Importantly, when Paul said that mask-wearing by vaccinated individuals was theater, the U.S. was experiencing a surge in COVID-19 cases and hospitalizations; there were more than 450,000 new COVID-19 cases on the week of 22 March according to Reuters, the third straight week in a row of increasing infections. As of 19 May 2021, “all 50 U.S. states have now shown decreases in the number of infections,” Fauci told Axios during a virtual event.

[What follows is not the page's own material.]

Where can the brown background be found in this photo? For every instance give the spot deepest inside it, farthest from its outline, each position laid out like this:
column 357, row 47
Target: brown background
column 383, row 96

Before the 13 May 2021 CDC guideline update, the previous update was from 27 April 2021, about two weeks earlier. This update was more cautious, easing mask guidelines for vaccinated Americans only when outdoors or in small gatherings. Masks in busy outdoor venues, like sports stadiums, as well as indoors, were still necessary according to the CDC.
Fauci told Good Morning America’s Stephanopoulos that he kept wearing a mask for a period when he knew that “the chances of [him] getting infected in an indoor setting” were extremely low given that he is vaccinated. While the CDC analyzed new data and re-assessed their guidelines, Fauci complied with the CDC’s then-current guidelines, so as not to send contradictory messages and to set an example for others who may not have been vaccinated, even as he was aware of the most recent data on vaccine effectiveness.
The CDC’s mask guidelines have changed throughout the pandemic in keeping with the emergence of new knowledge about SARS-CoV-2 and the effectiveness of the COVID-19 vaccines. The Post Millennial article misleads readers by not explaining that real-world data showing that the vaccines protect individuals, potentially lower the risk of transmission, and provide at least partial immunity to COVID-19 variants, has been accumulating throughout 2021. This leaves readers thinking that scientific developments around COVID-19 and the vaccines didn’t change between the time of the 18 March Senate hearing and the 18 May Good Morning America interview. Further, the article failed to provide context on the landscape of the COVID-19 pandemic in the U.S. at the time of Paul’s “theater” comment about vaccinated individuals wearing masks, when the country was experiencing a rise in case numbers and significantly lower vaccination numbers.
Scientific evidence has demonstrated that masks, by preventing the dissemination of liquid particles carrying SARS-CoV-2, reduce the spread of COVID-19. Furthermore, the combination of mask-wearing with other public health interventions, such as physical distancing, increases the odds of controlling the spread of SARS-CoV-2 . As Joseph G. Allen, the director of the Healthy Buildings program at Harvard, told the New York Times in October 2020: when you wear masks “you protect yourself, you protect others”
- 1 – Rader et al. (2021) Mask-wearing and control of SARS-CoV-2 transmission in the USA: a cross-sectional study. The Lancet.